Steph, who has a background in marketing, finished running the local farmers’ market earlier this year and had time to have input into the farm before her next project.

The couple won $10,000 in cash and $10,000 worth of farm products.

The Strahans’ 400ha farm is pumping out 600kg CW of meat a week.

The Strahans’ buying in price is still the key to the operation with stock sourced through agents, some private deals and the Feilding saleyards. Price per kilo is king.

The farm is run like a grass factory with attention to detail adding up to bigger returns.

For example, same-day killing with meat company Ovation at its Feilding plant gives a dressing out yield of 43-46% (hot carcase). They have supplied Ovation for 12 years.

Lambs weighing 20-22kg carcaseweight are loaded on the truck and killed in six hours. Ian has compared this with lambs sent to be killed further away and the drop in meat yield can be from 250g up to 750g in one case. At $9/kg, that’s $2.25 to $6.75/lamb.

Yield will vary due to wool length, age and the time of the day with more gutful in the afternoon affecting liveweight.

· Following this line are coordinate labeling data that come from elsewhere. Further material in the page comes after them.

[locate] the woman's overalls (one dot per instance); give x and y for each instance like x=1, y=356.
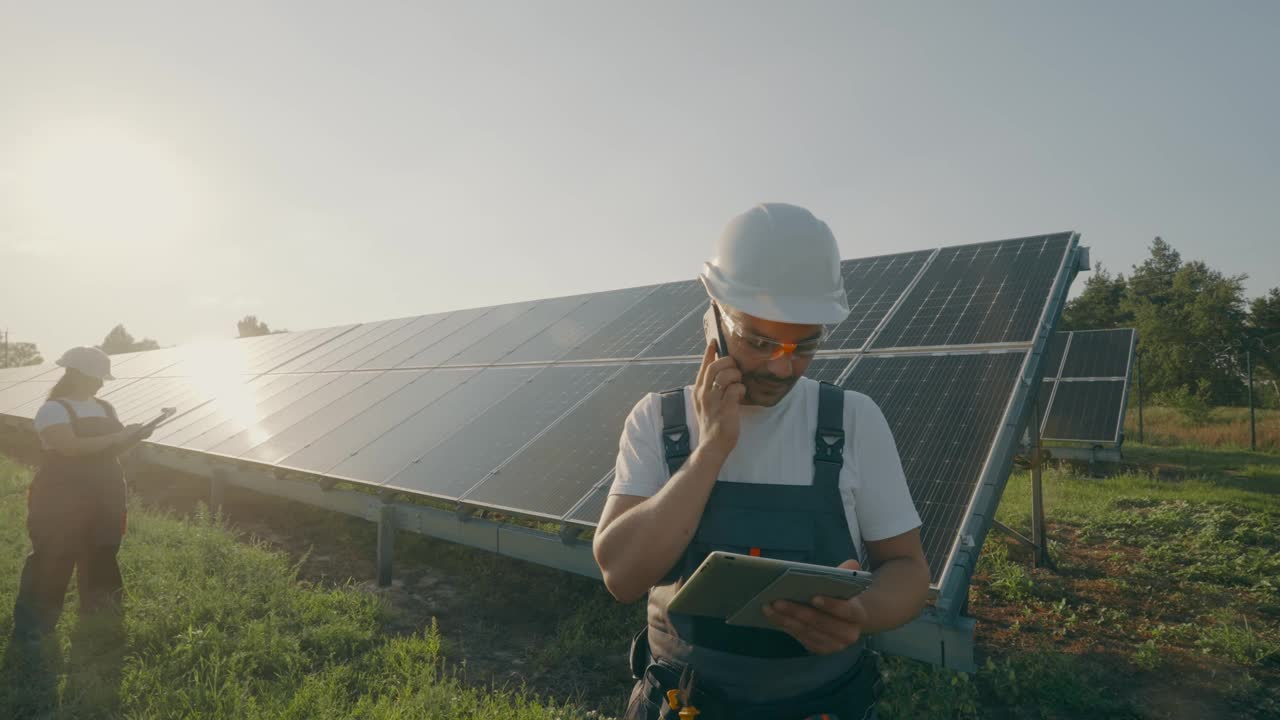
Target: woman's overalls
x=76, y=518
x=748, y=673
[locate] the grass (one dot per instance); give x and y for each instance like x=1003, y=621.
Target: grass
x=1164, y=605
x=1226, y=428
x=218, y=625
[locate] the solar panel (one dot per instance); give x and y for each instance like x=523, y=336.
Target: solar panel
x=519, y=406
x=237, y=400
x=396, y=346
x=873, y=286
x=551, y=475
x=502, y=341
x=1100, y=354
x=1086, y=410
x=22, y=393
x=332, y=417
x=232, y=396
x=464, y=459
x=467, y=335
x=401, y=440
x=325, y=391
x=688, y=338
x=944, y=411
x=589, y=511
x=643, y=323
x=1092, y=386
x=978, y=294
x=342, y=347
x=576, y=327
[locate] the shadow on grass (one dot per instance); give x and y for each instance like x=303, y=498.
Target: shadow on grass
x=28, y=679
x=1238, y=469
x=95, y=669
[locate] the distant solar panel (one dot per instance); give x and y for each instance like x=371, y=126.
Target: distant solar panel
x=978, y=294
x=635, y=329
x=945, y=411
x=519, y=406
x=562, y=465
x=1086, y=386
x=874, y=286
x=467, y=456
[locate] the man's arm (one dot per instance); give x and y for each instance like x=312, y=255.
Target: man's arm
x=638, y=540
x=64, y=441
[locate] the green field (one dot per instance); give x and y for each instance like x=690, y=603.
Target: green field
x=1165, y=604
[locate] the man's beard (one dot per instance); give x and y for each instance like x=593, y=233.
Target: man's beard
x=780, y=390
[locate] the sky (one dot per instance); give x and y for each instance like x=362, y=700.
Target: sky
x=176, y=167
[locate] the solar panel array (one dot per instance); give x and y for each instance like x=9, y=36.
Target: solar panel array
x=1086, y=386
x=519, y=408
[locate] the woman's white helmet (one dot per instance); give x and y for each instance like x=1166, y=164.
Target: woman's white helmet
x=87, y=360
x=778, y=263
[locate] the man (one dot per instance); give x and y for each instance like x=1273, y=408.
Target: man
x=752, y=474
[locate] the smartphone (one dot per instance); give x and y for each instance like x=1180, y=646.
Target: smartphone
x=721, y=346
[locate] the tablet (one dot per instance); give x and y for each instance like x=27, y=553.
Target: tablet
x=732, y=586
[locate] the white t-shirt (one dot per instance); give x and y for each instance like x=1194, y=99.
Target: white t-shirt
x=776, y=445
x=54, y=414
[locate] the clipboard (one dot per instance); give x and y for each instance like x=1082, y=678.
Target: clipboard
x=164, y=417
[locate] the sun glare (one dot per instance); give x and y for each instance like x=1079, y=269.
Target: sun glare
x=219, y=369
x=104, y=190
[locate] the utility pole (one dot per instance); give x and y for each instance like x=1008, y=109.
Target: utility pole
x=1253, y=432
x=1139, y=397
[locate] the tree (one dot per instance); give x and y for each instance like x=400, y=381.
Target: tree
x=19, y=355
x=252, y=327
x=1265, y=338
x=120, y=341
x=1098, y=306
x=1191, y=324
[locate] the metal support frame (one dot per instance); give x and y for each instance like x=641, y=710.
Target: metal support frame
x=1091, y=455
x=218, y=481
x=1137, y=359
x=954, y=586
x=1038, y=542
x=385, y=542
x=1040, y=550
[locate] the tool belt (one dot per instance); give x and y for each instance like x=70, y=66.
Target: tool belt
x=849, y=697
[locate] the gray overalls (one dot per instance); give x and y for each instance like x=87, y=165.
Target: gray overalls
x=76, y=518
x=749, y=673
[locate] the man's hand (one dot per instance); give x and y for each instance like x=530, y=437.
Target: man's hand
x=824, y=628
x=717, y=400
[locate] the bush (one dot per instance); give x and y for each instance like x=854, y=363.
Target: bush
x=1196, y=406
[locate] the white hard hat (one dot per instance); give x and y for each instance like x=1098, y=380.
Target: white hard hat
x=777, y=261
x=88, y=360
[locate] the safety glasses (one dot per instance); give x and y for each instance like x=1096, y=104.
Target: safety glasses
x=760, y=347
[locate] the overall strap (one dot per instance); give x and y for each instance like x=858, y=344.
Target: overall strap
x=71, y=411
x=828, y=455
x=675, y=429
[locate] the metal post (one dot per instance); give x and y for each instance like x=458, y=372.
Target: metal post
x=1141, y=437
x=385, y=543
x=216, y=491
x=1253, y=431
x=1040, y=556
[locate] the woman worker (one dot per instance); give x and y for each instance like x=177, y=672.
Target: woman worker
x=76, y=511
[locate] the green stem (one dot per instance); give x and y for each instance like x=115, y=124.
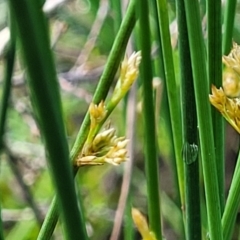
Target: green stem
x=201, y=88
x=151, y=162
x=172, y=93
x=229, y=16
x=100, y=94
x=33, y=35
x=159, y=71
x=232, y=204
x=193, y=211
x=9, y=61
x=215, y=77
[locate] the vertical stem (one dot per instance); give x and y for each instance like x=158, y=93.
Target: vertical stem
x=228, y=24
x=100, y=94
x=215, y=77
x=9, y=61
x=150, y=151
x=159, y=71
x=33, y=35
x=172, y=93
x=201, y=88
x=190, y=151
x=232, y=204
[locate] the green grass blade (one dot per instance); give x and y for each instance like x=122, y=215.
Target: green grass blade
x=172, y=92
x=150, y=151
x=232, y=204
x=9, y=64
x=190, y=138
x=215, y=77
x=228, y=24
x=201, y=88
x=101, y=92
x=33, y=34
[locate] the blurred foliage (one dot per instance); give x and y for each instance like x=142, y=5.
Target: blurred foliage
x=100, y=185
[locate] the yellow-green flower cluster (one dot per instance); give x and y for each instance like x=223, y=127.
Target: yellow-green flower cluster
x=105, y=148
x=128, y=73
x=228, y=107
x=142, y=226
x=225, y=100
x=233, y=59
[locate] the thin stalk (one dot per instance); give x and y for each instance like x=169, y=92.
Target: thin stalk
x=150, y=151
x=109, y=72
x=201, y=89
x=232, y=204
x=44, y=89
x=164, y=108
x=190, y=138
x=9, y=61
x=13, y=162
x=215, y=77
x=228, y=24
x=172, y=93
x=117, y=14
x=100, y=94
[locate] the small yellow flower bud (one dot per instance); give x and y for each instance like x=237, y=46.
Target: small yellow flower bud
x=141, y=224
x=97, y=112
x=233, y=59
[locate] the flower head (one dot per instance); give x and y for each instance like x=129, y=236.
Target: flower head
x=128, y=74
x=231, y=83
x=106, y=147
x=130, y=69
x=228, y=107
x=142, y=226
x=97, y=112
x=233, y=59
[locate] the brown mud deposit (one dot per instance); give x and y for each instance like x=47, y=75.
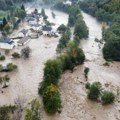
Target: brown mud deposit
x=76, y=106
x=25, y=81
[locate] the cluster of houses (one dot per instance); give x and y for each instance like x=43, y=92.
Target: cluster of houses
x=37, y=28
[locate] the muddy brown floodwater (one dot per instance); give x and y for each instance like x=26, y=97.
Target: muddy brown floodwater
x=25, y=81
x=76, y=106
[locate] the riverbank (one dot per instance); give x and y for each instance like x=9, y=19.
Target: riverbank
x=72, y=86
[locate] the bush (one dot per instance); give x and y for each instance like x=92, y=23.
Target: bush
x=86, y=70
x=51, y=99
x=95, y=91
x=62, y=28
x=11, y=66
x=88, y=85
x=107, y=97
x=25, y=52
x=7, y=51
x=16, y=55
x=5, y=112
x=1, y=67
x=81, y=29
x=2, y=57
x=52, y=71
x=33, y=112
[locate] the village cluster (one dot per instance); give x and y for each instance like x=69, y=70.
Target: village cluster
x=36, y=24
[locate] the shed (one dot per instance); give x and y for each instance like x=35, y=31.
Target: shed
x=7, y=43
x=23, y=41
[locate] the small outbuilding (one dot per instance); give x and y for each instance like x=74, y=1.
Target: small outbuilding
x=23, y=41
x=7, y=43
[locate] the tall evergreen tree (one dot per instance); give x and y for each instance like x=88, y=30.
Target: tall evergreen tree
x=4, y=22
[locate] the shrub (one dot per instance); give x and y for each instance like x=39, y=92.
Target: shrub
x=7, y=51
x=88, y=85
x=2, y=57
x=11, y=66
x=16, y=55
x=107, y=97
x=51, y=99
x=62, y=28
x=5, y=112
x=34, y=110
x=52, y=71
x=94, y=91
x=86, y=70
x=1, y=67
x=25, y=52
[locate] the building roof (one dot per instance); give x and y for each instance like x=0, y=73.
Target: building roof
x=24, y=31
x=23, y=40
x=46, y=28
x=1, y=22
x=6, y=40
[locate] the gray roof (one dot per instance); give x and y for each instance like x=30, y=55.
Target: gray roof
x=6, y=40
x=23, y=40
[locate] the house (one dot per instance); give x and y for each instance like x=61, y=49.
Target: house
x=33, y=35
x=46, y=30
x=1, y=23
x=68, y=2
x=7, y=43
x=23, y=32
x=23, y=41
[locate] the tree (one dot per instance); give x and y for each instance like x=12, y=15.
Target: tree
x=23, y=7
x=5, y=80
x=25, y=52
x=43, y=12
x=51, y=99
x=7, y=28
x=107, y=97
x=81, y=29
x=1, y=67
x=34, y=110
x=4, y=22
x=16, y=55
x=64, y=40
x=94, y=91
x=86, y=70
x=52, y=71
x=11, y=66
x=20, y=13
x=62, y=28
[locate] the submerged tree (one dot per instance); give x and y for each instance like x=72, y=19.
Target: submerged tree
x=34, y=111
x=52, y=100
x=25, y=52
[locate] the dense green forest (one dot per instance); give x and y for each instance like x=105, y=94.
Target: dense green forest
x=9, y=4
x=109, y=12
x=105, y=10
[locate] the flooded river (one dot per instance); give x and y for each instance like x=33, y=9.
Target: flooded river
x=25, y=81
x=76, y=106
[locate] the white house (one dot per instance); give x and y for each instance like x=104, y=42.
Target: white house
x=7, y=43
x=68, y=2
x=23, y=41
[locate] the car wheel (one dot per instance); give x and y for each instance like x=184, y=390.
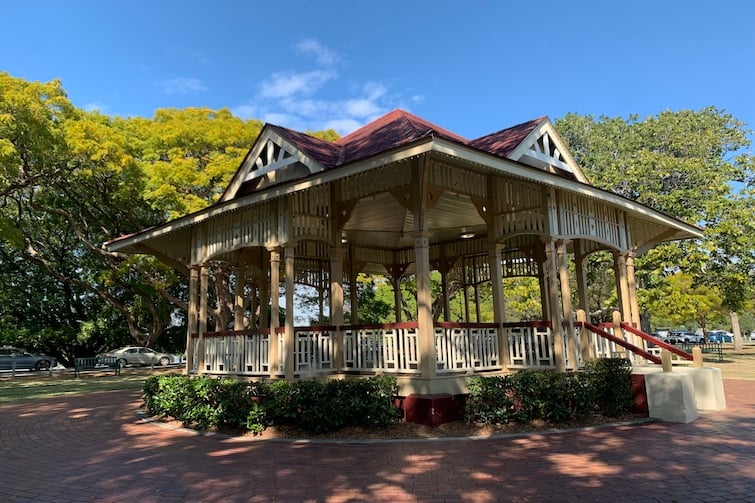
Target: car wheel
x=42, y=365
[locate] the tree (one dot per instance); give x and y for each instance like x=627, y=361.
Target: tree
x=689, y=164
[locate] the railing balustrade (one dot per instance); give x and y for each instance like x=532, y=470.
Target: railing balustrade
x=393, y=348
x=386, y=348
x=530, y=345
x=466, y=346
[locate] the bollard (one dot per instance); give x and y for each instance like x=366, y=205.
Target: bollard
x=666, y=360
x=697, y=357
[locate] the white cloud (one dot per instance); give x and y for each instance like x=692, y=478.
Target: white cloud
x=343, y=126
x=323, y=55
x=246, y=111
x=293, y=99
x=285, y=84
x=181, y=85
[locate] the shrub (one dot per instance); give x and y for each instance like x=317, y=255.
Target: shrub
x=310, y=406
x=610, y=380
x=603, y=385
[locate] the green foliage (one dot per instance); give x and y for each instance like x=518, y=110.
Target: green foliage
x=310, y=406
x=529, y=395
x=610, y=384
x=690, y=164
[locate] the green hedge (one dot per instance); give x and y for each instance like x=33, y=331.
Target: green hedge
x=311, y=406
x=602, y=386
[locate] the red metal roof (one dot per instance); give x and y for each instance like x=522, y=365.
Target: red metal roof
x=504, y=142
x=393, y=130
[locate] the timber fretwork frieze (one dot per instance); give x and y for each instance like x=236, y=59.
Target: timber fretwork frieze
x=458, y=180
x=375, y=181
x=245, y=227
x=583, y=217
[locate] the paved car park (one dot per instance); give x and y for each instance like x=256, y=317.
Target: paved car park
x=93, y=447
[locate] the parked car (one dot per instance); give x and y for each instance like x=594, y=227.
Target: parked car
x=660, y=336
x=139, y=355
x=12, y=357
x=720, y=336
x=688, y=337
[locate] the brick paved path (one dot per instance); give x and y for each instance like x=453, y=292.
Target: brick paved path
x=93, y=448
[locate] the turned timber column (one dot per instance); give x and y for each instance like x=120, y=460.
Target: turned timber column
x=551, y=281
x=622, y=285
x=289, y=337
x=426, y=336
x=353, y=293
x=397, y=302
x=191, y=323
x=204, y=280
x=563, y=274
x=499, y=305
x=274, y=312
x=579, y=269
x=634, y=307
x=336, y=305
x=238, y=306
x=587, y=349
x=238, y=315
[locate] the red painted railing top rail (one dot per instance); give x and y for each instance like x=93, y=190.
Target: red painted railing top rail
x=621, y=342
x=378, y=326
x=657, y=342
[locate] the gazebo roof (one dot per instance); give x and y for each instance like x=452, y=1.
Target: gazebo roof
x=535, y=143
x=283, y=161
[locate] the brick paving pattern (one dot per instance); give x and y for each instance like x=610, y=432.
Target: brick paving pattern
x=93, y=448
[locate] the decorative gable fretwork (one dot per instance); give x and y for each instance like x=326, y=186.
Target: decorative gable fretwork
x=547, y=152
x=583, y=217
x=273, y=160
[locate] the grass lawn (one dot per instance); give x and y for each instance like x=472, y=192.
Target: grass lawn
x=736, y=365
x=30, y=387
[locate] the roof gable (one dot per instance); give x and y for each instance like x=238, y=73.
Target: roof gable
x=544, y=148
x=392, y=130
x=280, y=154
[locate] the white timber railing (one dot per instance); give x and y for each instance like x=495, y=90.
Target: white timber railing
x=394, y=348
x=467, y=346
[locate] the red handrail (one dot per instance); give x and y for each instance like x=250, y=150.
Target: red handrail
x=621, y=342
x=657, y=342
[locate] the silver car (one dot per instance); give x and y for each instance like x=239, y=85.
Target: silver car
x=139, y=355
x=17, y=358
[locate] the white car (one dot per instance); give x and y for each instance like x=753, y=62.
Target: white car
x=139, y=355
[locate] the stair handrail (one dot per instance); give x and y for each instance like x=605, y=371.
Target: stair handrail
x=621, y=342
x=657, y=342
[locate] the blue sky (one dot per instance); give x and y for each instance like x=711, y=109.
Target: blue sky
x=473, y=67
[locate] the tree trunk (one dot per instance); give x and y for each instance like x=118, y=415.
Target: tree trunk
x=738, y=343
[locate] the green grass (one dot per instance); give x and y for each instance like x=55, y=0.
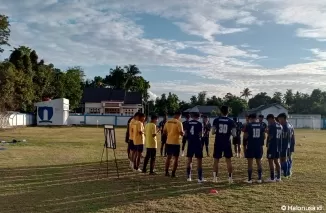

Ian says careful management of lambs pre-slaughter is worthwhile so they take care when loading stock including no dogs in the yards. The 50c/kg downgrade to cutter for bruising or poor injection abscesses adds up.

Having clean lambs sometimes means not having to shear, but mainly it retains the presentation premium, worth another 15c/kg. They avoid handling lambs on wet days, put gravel on the tracks and have covered yards.

The cattle are killed November to March, lambs October to March. About 85/cattle/week are killed, and at the peak in winter, 1000 lambs/week.

While Ian doesn’t zero-base budget, i.e: each year go through each item of cost and justify each item, he does look closely at costs and question them.

“I try to keep an open mind and look at it like a blank canvas.”

Ian’s decisions are based on sound science and proven products, especially with fertilisers.

“All the studies have been done and there’s no free lunch.”

Keeping tabs on costs

Ian uses a spreadsheet to keep a grip on the escalating input costs, especially fertiliser. For every kilo of nitrogen he expects a 15-20kg DM/ha response, depending on the time of the year.

From there he can work out the product value of the grass and whether or not it is worth it.

“I put on urea at $1400/tonne this autumn and it was still worth doing.”

A major change was to soil test every paddock in 2020. From looking at the pastures he was suspicious of the soil fertility.

The savings in fertiliser have been at least double the $6000-$7000 spent on soil testing.

They grow 70ha of cash crops, peas and winter wheat, through which they renew their pastures every five years.

Ian believes real farm inflation will hit in the spring and show next financial year because a lot of the input costs like chemicals, fencing gear and fertiliser were bought earlier and are on the paddock.

“There are no ifs and buts, prices are real and rising across all sorts of items.”

A full-time shepherd and casual work on the farm.

The Strahans’ business is strong in all three parts of sustainability; economic, environment and social.

Ian is chairman of Haynes creek catchment group and deputy-chair of the Manawatu River Catchments Collective. It is an umbrella group which handles distribution of funding and supports its 10 catchment groups.

He told the competition judges his three key principles for their farming operation are:

  1. “If you can’t measure it you can’t manage it.”

He says a depth of knowledge is needed to make proper decisions. Which forages best suit the farm, their production at different times of the year and animal growth rates all need to be known by farmers monitoring their own farms.

  1. “The days of wandering along to a sale and trying to work out a margin from something you are buying is not going to cut it nowadays.”

Every farm is unique. Farms may have the same climate and soils, but the management practices and skill sets etc are different.

“There is no other one like it.”

Instead of doing what others have done a farmer needs to look at all their own physical resources and make a plan accordingly.

  1. Take advice: Farmers are often terrible at taking advice. They are multi-skilled but can’t be experts at everything, especially with all the new technology.

He says there is a mass of advice out there and most of it is free.